Friday Jun 24, 2016

Updates to Big Data Lite 4.5

There are some updates to Big Data Lite 4.5 that you will want to take advantage of:
  • Updated Big Data SQL configuration enables predicate pushdown to engage - which can have pretty dramatic performance benefits
  • Update to the Big Data Spatial framework (fixes a configuration issue)
  • New samples for the Oracle Shell for Hadoop Loaders

To get the latest updates, simply double click on the Refresh Samples icon on the desktop:

As an example of the BDS performance improvement (and - this is a BDL VM - so the actual numbers aren't nec. interesting.  But, it gets the performance concepts across) - I ran a few tests with the following query:

select count(*)  from table
where custid = 1185972
and activity=6
and genreid=7;

I ran this query 3 times against different tables:

  • Avro - not partitioned - 17s
  • Avro - genre partitions - illustrates partition pruning - 1.1s
  • Parquet - not partitioned - illustrates predicate pushdown into parquet - 0.4s

The VM doesn't have Big Data SQL Cells - so you don't see smartscan and storage indexes - which would show even more performance benefits.

BDS 3.0.x is a great release.  Take it for a spin!

Thursday Jun 02, 2016

Adaptive Distribution Methods in Oracle Database 12c

In my post about common distribution methods in Parallel Execution I talked about a few problematic execution plans that can be generated when the optimizer statistics are stale or non-existent. Oracle Database 12c brings some adaptive execution features that can fix some of those issues at runtime by looking at the actual data rather than statistics. In this post we will look at one of these features which is about adapting the distribution method on the fly during statement execution.

Adaptive Distribution Methods

One of the problems I mentioned in the earlier post was hash distribution with low cardinality. In that case there were only a few rows in the table but the optimizer statistics indicated many rows because they were stale. Because of this stale information we were picking hash distribution and as a result only some of the consumer PX servers were receiving rows. This made the statement slower because not all PX servers were doing work.

This is one of the problems we are trying to fix by using adaptive distribution methods in 12c.
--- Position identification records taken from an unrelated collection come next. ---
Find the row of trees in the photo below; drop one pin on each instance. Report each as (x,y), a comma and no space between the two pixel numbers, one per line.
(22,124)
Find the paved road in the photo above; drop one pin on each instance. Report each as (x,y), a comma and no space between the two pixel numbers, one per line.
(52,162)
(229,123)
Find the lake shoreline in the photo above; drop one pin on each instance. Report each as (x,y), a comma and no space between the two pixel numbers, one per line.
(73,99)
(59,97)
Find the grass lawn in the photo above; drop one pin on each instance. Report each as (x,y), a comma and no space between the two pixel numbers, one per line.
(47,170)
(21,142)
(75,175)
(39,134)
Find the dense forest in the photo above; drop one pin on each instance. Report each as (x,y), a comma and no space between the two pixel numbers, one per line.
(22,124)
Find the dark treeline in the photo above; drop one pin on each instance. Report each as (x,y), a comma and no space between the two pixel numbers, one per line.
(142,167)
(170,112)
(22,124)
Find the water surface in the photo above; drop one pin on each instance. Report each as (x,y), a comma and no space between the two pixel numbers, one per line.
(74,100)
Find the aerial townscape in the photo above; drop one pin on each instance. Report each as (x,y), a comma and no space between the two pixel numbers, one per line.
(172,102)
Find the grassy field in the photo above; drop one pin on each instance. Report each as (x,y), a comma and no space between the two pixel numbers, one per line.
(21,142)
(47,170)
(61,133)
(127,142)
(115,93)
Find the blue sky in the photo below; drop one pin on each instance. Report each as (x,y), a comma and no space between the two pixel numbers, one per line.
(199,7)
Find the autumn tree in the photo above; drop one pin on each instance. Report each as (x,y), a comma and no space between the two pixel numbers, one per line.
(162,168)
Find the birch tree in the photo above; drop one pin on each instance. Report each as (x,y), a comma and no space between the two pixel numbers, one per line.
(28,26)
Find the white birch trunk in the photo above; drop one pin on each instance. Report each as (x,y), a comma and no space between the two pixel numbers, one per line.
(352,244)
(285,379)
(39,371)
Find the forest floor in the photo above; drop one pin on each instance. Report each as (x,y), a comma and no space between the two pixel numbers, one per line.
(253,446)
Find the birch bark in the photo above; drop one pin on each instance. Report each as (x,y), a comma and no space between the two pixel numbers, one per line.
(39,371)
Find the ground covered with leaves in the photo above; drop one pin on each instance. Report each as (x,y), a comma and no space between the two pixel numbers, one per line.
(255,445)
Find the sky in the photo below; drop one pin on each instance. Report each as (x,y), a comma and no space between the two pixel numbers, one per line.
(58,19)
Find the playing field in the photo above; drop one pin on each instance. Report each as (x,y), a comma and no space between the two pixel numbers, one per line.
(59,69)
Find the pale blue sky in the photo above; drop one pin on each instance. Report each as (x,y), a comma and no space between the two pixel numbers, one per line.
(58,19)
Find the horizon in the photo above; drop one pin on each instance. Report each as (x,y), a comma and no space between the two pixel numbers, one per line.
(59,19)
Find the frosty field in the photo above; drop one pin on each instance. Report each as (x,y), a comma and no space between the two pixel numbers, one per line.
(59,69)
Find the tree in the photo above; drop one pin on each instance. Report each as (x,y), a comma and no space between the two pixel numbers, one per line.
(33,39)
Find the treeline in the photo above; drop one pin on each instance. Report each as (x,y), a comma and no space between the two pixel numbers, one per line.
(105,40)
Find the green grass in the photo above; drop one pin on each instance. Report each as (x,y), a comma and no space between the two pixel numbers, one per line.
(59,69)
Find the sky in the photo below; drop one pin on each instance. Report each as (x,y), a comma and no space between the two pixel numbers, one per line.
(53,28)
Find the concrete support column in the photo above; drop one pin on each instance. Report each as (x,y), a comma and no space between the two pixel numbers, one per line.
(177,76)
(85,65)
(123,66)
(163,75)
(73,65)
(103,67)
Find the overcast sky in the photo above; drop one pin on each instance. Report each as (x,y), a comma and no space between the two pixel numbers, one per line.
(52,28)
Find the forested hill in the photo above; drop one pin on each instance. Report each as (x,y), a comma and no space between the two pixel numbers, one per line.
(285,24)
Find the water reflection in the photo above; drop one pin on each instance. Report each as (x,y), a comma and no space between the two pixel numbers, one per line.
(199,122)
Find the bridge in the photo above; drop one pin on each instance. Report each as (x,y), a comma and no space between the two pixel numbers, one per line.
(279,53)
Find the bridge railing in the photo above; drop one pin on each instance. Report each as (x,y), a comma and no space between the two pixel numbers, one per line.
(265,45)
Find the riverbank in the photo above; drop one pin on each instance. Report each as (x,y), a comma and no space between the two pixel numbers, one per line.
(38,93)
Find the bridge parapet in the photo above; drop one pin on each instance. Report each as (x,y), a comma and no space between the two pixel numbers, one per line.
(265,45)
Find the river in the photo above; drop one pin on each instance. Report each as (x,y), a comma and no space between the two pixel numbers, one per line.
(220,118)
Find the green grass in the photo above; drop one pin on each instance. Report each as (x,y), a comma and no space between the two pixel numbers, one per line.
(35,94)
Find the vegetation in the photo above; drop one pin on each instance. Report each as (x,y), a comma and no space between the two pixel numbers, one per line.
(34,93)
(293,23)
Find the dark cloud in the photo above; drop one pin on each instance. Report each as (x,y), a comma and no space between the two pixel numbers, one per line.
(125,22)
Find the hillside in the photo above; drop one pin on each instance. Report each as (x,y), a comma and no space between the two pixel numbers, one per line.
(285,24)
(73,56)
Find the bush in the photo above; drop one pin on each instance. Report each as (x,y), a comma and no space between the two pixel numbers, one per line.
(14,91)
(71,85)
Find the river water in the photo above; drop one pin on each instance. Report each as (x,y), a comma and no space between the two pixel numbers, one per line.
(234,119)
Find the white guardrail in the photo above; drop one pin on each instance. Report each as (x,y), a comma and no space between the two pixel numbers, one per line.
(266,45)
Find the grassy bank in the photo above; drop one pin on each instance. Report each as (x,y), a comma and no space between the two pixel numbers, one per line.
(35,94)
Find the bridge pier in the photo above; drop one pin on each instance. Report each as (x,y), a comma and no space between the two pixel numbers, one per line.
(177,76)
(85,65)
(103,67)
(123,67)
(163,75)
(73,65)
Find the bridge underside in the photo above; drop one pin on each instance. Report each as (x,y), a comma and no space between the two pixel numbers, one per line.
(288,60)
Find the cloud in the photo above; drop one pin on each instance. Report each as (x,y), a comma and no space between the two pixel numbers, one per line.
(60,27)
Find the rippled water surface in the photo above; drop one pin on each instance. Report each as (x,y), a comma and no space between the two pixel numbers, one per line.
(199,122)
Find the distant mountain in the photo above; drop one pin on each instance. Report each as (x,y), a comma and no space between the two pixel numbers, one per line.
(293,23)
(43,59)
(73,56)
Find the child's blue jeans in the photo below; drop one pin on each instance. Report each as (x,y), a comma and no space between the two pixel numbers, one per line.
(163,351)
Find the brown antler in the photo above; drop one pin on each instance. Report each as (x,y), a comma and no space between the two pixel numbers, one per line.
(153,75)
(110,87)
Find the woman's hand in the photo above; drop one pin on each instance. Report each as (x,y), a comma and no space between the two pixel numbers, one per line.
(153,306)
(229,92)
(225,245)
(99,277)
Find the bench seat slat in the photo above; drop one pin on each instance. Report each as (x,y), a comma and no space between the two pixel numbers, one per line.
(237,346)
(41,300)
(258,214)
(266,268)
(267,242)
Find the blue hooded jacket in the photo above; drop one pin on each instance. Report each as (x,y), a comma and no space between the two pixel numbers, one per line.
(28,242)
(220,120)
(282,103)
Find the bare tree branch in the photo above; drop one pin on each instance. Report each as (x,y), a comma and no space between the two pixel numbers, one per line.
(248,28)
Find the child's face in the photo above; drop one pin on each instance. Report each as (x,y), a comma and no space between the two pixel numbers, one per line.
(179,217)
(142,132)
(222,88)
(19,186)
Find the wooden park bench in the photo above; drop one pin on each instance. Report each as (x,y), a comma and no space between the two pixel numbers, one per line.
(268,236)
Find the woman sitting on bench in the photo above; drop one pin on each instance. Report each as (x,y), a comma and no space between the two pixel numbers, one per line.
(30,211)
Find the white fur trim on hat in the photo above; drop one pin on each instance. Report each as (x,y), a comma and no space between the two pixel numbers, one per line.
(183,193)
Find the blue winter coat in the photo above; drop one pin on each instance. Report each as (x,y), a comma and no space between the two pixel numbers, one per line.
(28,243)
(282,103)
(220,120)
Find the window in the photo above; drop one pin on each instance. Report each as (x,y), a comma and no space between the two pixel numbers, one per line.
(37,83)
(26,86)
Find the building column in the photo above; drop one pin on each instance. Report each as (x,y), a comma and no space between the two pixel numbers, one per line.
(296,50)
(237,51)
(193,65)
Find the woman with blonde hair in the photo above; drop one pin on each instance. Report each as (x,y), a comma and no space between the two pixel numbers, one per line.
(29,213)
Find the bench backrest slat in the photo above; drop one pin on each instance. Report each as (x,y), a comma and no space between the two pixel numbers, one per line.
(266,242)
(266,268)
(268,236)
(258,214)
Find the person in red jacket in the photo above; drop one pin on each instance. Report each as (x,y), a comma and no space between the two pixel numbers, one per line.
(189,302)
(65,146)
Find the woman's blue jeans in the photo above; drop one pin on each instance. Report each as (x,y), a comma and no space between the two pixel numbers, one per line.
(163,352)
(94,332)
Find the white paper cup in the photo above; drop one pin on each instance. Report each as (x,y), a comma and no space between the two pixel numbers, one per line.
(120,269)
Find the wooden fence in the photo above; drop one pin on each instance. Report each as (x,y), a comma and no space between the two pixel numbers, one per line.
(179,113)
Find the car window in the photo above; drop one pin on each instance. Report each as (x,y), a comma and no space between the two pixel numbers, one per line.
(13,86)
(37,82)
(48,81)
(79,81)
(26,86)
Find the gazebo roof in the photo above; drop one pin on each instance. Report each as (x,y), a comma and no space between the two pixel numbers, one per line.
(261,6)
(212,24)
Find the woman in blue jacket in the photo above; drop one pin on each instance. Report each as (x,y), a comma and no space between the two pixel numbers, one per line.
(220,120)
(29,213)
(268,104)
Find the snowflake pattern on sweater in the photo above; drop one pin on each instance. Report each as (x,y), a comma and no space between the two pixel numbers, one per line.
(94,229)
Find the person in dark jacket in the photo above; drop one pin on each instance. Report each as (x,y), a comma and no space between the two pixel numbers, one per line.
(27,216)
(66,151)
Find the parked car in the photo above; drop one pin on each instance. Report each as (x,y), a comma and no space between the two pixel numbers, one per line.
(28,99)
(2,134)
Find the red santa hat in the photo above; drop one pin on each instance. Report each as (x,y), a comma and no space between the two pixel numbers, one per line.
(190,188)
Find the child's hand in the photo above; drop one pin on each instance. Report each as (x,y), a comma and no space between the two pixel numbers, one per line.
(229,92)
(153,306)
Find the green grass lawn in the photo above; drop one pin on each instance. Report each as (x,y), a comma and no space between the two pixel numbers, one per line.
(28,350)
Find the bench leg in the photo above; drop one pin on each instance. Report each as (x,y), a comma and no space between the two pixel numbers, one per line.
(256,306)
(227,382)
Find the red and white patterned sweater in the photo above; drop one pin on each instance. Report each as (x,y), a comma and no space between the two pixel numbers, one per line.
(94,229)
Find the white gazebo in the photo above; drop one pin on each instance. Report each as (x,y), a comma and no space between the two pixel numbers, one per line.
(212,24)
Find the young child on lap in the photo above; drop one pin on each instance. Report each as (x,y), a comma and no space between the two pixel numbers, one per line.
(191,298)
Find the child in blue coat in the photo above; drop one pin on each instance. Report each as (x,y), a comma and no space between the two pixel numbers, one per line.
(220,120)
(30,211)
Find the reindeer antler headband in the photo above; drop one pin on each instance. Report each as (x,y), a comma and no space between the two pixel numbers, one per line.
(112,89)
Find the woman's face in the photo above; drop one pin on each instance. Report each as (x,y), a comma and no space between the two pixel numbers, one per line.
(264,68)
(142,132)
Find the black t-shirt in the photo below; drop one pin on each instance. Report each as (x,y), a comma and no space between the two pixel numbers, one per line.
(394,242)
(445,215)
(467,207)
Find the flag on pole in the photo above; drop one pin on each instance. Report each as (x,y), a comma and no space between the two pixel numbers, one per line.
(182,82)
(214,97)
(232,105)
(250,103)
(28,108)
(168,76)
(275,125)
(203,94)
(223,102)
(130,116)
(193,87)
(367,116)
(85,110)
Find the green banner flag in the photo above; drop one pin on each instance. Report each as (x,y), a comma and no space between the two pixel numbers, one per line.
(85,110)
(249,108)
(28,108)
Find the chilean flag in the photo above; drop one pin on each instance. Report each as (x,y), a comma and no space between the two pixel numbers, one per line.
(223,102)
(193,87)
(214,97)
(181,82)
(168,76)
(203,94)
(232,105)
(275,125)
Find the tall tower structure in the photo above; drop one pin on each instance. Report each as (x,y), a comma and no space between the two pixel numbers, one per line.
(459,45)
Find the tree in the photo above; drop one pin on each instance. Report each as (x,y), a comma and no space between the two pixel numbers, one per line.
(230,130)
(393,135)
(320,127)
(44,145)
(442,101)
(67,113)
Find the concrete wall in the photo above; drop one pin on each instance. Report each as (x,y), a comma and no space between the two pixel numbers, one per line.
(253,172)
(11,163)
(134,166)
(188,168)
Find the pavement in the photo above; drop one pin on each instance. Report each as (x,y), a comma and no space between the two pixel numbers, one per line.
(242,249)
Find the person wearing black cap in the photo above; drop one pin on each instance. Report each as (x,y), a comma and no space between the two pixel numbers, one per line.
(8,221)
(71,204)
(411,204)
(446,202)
To show what an adaptive distribution method is and how it works I will use the same example from the older post and try to see how it works in 12c.

You can go back and look at the post I linked, but as a reminder here are the tables we used.

create table c as 
with t as (select rownum r from dual connect by level<=10000) 
select rownum-1 id,rpad('X',100) pad 
from t,t 
where rownum<=10;

create table s as 
with t as (select rownum r from dual connect by level<=10000)
select mod(rownum,10) id,rpad('X',100) pad 
from t,t 
where rownum<=10000000;

exec dbms_stats.set_table_stats(user,'C',numrows=>100000);
exec dbms_stats.gather_table_stats(user,'S');

Just like in the 11g example I modified the optimizer statistics for table C to make them stale.

Here is the same SQL statement I used before, this time without optimizer_features_enable set.

select /*+ parallel(8) leading(c) use_hash(s) */ count(*) 
from c,s 

Here is the SQL Monitor report for this query in 12.1.

Rather than picking broadcast distribution for table C based on optimizer statistics like in 11g, here we see that the plan shows another distribution method, PX SEND HYBRID HASH in lines 7 and 12. We also see a new plan step called STATISTICS COLLECTOR. These are used to adapt the distribution method at runtime based on the number of rows coming from table C.

The query coordinator (QC) at runtime looks at the number of rows coming from table C, if the total number of rows is less than or equal to DOP*2 it decides to use broadcast distribution as the cost of broadcasting small number of rows will not be high. If the number of rows from table C is greater than DOP*2 the QC decides to use hash distribution for table C. The distribution method for table S is determined based on this decision. If table C is distributed by hash, so will table S. If table C is distributed by broadcast, table S will be distributed by round-robin.

The QC looks at the number of rows from table C at runtime using the statistics collector. Each PX server scanning table C count their rows using the statistics collector until they reach a threshold, once they reach the threshold they stop counting and the statistics collector is bypassed. They return their individual counts to the QC and the QC makes the distribution decision for both tables.

In this example table C is distributed by broadcast and table S is distributed by round-robin as the number of rows from table C is 10 and the DOP is 8. You can find this out by looking at the number of rows from table C (line ID 10), which is 10, and the number of rows distributed at line ID 7, which is 80. 10 rows were scanned and 80 rows were distributed, this is because DOP was 8 and all 10 rows were broadcasted to 8 PX servers. For an easier way to find out the actual distribution method used at runtime, please see an earlier post that shows how to do it in SQL Monitor.

If we look at the Parallel tab we now see that all consumer PX servers perform similar amount of work as opposed to some of them staying idle in 11g.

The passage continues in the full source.